Prediction of Porosity and Hot Tearing in Direct Chill Casting of AZ31 Magnesium Alloy

• Published in: Transactions of the Indian Institute of Metals Vol. 76; no. 6; pp. 1509 - 1516
• Main Authors: Sai Divya, P. V., Penumakala, P. K., Nallathambi, A. K.
• Format: Journal Article
• Language: English
• Published: New Delhi Springer India 01.06.2023; Springer Nature B.V
• Subjects: Billet casting; Bottom casting; Casting; Chemistry and Materials Science; Corrosion and Coatings; Deformation; Direct chill casting; Heat treating; Liquid metals; Magnesium base alloys; Materials Science; Metallic Materials; Mushy zones; Original Article; Pore formation; Porosity; Shrinkage; Solidification; Strain distribution; Strain rate; Tearing; Tribology; Porosity; Secondary cooling; Direct chill casting; Magnesium alloys; Hot tearing; Solidification shrinkage
• ISSN: 0972-2815; 0975-1645
• DOI: 10.1007/s12666-022-02838-5

Hot tears that occur in the mushy zone is a major challenge for the direct chill (DC) casting process.
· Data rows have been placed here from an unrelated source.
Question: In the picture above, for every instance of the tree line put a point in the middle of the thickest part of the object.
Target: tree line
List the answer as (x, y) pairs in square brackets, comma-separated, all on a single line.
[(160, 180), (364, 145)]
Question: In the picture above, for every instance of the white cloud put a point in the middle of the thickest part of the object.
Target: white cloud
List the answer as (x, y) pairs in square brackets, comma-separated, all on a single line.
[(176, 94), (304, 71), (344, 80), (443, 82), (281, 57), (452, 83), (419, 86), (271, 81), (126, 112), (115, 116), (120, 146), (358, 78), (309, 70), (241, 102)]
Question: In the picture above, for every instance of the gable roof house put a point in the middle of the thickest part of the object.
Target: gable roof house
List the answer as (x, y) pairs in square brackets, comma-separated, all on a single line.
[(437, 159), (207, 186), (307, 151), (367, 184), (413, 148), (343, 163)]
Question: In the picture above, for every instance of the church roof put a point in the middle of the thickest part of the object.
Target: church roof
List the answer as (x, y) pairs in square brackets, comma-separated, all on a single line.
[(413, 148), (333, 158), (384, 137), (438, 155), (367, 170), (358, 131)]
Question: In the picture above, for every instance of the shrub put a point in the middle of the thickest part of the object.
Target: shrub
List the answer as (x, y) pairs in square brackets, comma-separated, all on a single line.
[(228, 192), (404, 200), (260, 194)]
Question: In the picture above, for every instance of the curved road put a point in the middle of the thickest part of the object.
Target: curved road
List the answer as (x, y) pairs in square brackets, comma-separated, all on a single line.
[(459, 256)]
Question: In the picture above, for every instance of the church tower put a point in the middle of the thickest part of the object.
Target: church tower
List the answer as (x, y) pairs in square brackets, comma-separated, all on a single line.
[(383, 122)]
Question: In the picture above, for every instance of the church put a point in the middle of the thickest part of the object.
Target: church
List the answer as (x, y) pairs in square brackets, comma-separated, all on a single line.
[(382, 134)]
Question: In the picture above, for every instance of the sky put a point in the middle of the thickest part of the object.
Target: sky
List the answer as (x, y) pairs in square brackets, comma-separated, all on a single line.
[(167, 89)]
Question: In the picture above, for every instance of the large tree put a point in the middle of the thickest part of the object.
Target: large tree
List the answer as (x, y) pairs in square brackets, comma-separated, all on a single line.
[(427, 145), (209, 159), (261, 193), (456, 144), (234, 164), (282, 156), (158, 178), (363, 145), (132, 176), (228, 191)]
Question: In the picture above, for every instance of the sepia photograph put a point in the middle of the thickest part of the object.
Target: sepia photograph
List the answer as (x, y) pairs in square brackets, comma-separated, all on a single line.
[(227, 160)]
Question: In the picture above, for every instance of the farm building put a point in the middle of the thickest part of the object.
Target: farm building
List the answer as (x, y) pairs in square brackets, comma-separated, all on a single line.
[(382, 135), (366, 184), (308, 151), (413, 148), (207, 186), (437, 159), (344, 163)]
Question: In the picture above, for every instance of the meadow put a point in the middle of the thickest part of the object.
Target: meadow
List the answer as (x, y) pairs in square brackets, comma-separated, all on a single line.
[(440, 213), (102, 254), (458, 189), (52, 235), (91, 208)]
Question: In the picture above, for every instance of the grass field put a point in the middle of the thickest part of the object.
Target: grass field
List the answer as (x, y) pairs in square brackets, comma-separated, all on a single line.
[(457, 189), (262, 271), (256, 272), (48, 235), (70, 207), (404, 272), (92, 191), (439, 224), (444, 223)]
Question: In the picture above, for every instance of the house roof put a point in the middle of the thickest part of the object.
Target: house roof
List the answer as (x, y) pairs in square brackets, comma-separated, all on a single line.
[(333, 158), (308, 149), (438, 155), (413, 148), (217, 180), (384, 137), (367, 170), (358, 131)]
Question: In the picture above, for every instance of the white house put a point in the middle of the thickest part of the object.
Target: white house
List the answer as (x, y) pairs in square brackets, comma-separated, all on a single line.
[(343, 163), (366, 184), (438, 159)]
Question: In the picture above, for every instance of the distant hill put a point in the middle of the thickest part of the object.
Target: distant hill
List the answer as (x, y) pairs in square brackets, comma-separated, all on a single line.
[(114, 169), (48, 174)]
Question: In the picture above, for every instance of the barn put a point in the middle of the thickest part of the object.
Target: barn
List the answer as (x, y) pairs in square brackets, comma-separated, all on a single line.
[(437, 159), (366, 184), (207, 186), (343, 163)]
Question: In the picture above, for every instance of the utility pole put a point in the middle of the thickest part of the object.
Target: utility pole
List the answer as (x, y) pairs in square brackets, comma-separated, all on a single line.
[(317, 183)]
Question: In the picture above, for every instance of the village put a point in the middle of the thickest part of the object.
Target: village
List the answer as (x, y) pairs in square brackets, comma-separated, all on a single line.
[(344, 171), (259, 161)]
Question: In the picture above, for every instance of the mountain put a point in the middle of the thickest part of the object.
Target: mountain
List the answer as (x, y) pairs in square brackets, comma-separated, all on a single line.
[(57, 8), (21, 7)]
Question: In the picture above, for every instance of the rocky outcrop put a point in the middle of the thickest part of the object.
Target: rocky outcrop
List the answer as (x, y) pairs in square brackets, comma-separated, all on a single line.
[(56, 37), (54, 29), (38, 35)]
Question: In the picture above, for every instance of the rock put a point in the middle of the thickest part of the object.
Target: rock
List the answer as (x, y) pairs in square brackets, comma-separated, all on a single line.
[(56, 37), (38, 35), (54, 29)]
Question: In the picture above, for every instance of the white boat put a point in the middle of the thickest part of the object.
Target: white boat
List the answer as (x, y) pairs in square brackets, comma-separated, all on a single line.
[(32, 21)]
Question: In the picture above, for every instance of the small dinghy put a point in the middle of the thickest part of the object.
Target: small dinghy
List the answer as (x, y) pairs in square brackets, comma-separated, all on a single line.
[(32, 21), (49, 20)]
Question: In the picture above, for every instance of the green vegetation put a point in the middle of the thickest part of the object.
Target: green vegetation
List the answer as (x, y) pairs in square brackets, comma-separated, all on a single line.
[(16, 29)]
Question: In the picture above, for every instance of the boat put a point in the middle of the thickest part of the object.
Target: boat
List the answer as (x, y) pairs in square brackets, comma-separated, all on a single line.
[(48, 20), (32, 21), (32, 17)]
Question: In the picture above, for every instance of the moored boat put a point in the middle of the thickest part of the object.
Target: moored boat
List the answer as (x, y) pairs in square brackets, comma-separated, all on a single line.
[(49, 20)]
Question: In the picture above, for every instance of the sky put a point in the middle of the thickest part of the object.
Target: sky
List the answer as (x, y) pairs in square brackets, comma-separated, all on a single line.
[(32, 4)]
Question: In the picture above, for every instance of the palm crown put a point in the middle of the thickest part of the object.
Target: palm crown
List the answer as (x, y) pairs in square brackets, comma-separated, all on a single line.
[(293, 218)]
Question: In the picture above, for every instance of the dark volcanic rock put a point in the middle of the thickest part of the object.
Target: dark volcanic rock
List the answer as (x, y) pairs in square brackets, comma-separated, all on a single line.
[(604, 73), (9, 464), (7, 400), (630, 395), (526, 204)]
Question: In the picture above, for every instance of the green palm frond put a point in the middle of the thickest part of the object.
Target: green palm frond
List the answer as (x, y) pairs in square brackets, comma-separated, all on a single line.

During solidification, absence of liquid metal flow to compensate for solidification shrinkage and deformation beyond certain solid fraction results in pore formation. The pore growth under imposed strain rate is related to hot tearing. In this study, pore fraction based hot tearing model is applied to DC casting of AZ31 billet to assess the hot tearing sensitivity. The pore fractions related to the shrinkage and deformation are calculated using the dimensionless Niyama criterion ( Ny *) proposed by Monroe (J Mater Sci 8:1439–1445, 2014). Temperature and strain distribution obtained using a macroscale axis-symmetric FEM model of a DC cast billet are used to predict pore fractions. Maximum porosity is observed at the centre and locations closer to the bottom of the billet. The study on the effect of casting speed upon pore fraction indicates greater susceptibility to hot tearing at higher casting speeds.